[Editor’s note: When this post was first published, the core inflation gain was given as 2.9%. The story and headline have since been corrected.]
U.S. core inflation rose in July at the fastest annual pace in seven years amid a sharp increase in housing costs, though economists expect inflation to moderate by the end of the year.
The Labor Department said on Friday its Consumer Price Index advanced 0.2% last month after a 0.1% gain in June. In the 12 months through July, the CPI increased 2.9%, matching the increase in June.
The so-called core CPI, which excludes the volatile food and energy categories, rose 0.2% for a third straight month but the annual increase was 2.4%, the largest rise since September 2008.
Economists had forecast both the CPI and core CPI rising 0.2% in July.
Reuters said the July report points to “a steady increase in inflation pressures that keeps the Federal Reserve on track to gradually raise interest rates.”

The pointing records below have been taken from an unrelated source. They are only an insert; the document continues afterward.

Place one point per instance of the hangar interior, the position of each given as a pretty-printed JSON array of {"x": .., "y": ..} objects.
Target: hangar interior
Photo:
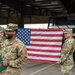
[{"x": 57, "y": 12}]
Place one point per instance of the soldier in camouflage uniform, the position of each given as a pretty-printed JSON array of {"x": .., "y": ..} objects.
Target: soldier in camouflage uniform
[
  {"x": 1, "y": 35},
  {"x": 67, "y": 53},
  {"x": 14, "y": 52}
]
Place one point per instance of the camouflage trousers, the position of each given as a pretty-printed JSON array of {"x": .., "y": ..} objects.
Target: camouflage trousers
[
  {"x": 66, "y": 69},
  {"x": 11, "y": 71}
]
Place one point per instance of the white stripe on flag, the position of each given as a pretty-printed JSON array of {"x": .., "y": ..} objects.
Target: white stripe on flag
[
  {"x": 43, "y": 58},
  {"x": 44, "y": 53},
  {"x": 46, "y": 43},
  {"x": 45, "y": 32},
  {"x": 44, "y": 48},
  {"x": 47, "y": 38}
]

“Inflation pressures are seen continuing to build amid low unemployment and increasing difficulty reported by employers in filling positions,” Reuters said. “Rising raw material costs are also expected to push up inflation as manufacturers pay more, in part because of tariffs imposed by the Trump administration on lumber, aluminum and steel imports.”
The Fed’s preferred inflation measure, the personal consumption expenditures price index excluding food and energy, increased 1.9% in June after hitting the Fed”s 2% target in March for the first time in more than six years.
The U.S. central bank has raised interest rates twice this year and financial markets overwhelmingly expect a hike at the next policy meeting in September. The Fed has indicated it will stay on a course of gradual rate hikes even if inflation rises above 2%.
The rise in the CPI in July was led by a 0.3% gain in housing costs. The so-called shelter index rose 3.5% in the 12 months through July. Gasoline prices fell 0.6% while food prices edged up 0.1%.
According to MarketWatch, economists see signs that core inflation will moderate in coming months.
“To me, for people looking for inflation overshoot, this is as good as it gets for them,” Omair Sharif, senior U.S. economist at Société Générale, said.